For Adrenaline Junkies
Combine the novelty of riding an historic rail line with the excitement of running rapids on the Lower Animas River. That’s the idea that inspired Mild to Wild Rafting & Jeep Tours, an authorized vendor for train tickets, to run trips where passengers ride the rails and the river. The day starts with a ride on the train, following the Animas River through canyons and secluded wilderness. Passengers disembark in Silverton to window shop and have lunch, then head back toward Durango on the Million Dollar Highway. That’s when the adrenaline part comes in: with its steep drops and tight curves, the highway will have you primed for your adventure on the Lower Animas, where you’ll get to run Class II and III rapids. (Mountain Waters runs similar trips and is also an authorized outfitter.)
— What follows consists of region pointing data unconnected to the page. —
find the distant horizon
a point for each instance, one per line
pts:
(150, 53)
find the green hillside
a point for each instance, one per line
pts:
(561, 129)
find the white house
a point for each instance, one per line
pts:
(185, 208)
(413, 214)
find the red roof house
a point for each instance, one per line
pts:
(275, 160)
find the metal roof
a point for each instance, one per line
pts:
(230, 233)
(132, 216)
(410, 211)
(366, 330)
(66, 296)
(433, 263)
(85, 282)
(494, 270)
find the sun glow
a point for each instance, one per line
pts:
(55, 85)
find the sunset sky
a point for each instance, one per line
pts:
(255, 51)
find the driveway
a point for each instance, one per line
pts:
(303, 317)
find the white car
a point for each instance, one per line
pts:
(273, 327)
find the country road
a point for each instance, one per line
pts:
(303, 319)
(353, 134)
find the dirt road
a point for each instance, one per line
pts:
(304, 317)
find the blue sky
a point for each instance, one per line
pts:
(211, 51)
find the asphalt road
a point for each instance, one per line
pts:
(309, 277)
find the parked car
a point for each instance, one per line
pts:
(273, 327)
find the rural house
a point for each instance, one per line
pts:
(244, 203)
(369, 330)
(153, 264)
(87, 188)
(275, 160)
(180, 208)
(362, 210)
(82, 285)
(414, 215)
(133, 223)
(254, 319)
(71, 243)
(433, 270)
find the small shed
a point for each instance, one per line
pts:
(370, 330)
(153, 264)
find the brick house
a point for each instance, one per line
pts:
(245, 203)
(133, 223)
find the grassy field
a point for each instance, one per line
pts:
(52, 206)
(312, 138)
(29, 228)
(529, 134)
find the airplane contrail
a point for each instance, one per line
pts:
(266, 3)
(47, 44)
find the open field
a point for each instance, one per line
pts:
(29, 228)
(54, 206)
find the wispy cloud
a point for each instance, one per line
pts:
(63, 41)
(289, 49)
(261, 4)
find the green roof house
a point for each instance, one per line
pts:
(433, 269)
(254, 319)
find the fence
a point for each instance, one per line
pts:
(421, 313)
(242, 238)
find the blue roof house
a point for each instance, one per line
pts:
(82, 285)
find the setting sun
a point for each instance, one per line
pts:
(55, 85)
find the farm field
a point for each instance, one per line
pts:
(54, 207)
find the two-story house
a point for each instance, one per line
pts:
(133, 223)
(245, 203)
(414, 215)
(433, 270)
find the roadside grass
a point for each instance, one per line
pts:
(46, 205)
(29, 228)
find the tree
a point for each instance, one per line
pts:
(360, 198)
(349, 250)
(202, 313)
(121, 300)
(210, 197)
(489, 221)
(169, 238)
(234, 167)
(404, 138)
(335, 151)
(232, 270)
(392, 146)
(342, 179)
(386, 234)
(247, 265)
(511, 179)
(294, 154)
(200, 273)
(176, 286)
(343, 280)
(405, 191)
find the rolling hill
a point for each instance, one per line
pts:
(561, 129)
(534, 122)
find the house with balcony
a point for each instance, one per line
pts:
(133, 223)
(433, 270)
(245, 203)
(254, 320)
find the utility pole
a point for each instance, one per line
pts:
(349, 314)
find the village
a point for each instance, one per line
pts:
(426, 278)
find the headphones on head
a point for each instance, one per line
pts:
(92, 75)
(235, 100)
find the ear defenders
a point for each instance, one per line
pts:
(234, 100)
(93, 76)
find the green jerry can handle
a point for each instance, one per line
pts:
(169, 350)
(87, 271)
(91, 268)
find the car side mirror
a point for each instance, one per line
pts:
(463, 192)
If a full day on a train won’t quite fulfill your need for speed, you’re in luck. Several local outfitters offer jeep tour/train packages, and in the winter, there’s a corresponding snowmobile tour (pricing varies based on age and whether drivers are licensed). Durango Rivertrippers & Adventure Tours, for example, runs a package deal with a one-way trip on the train, followed by a 4X4 tour over breathtaking Kennebec Pass, while Mild to Wild offers a chance to explore ghost towns near Silverton via 4X4.
For History Buffs
See for yourself why the Durango & Silverton Narrow Gauge Railroad is still around more than a century after its first journey. Historic Narration tours are available year-round, with different stories told in the spring, summer, and during the holiday season. Actors in authentic period costumes tell passengers first-person stories about what it was like to live in the American Southwest during the boom days, and narrators include the personalities of railroad entrepreneur Otto Mears, Durango Record founder Caroline Romney, and Robert Dwyer, Durango’s first Marshall, among many others. Historic narration pricing ranges from $85/adult in the winter months to $119/adult (or $153/adult for Deluxe service, which is in a restored 1887 closed-vestibule coach) from May to October for a full-day excursion.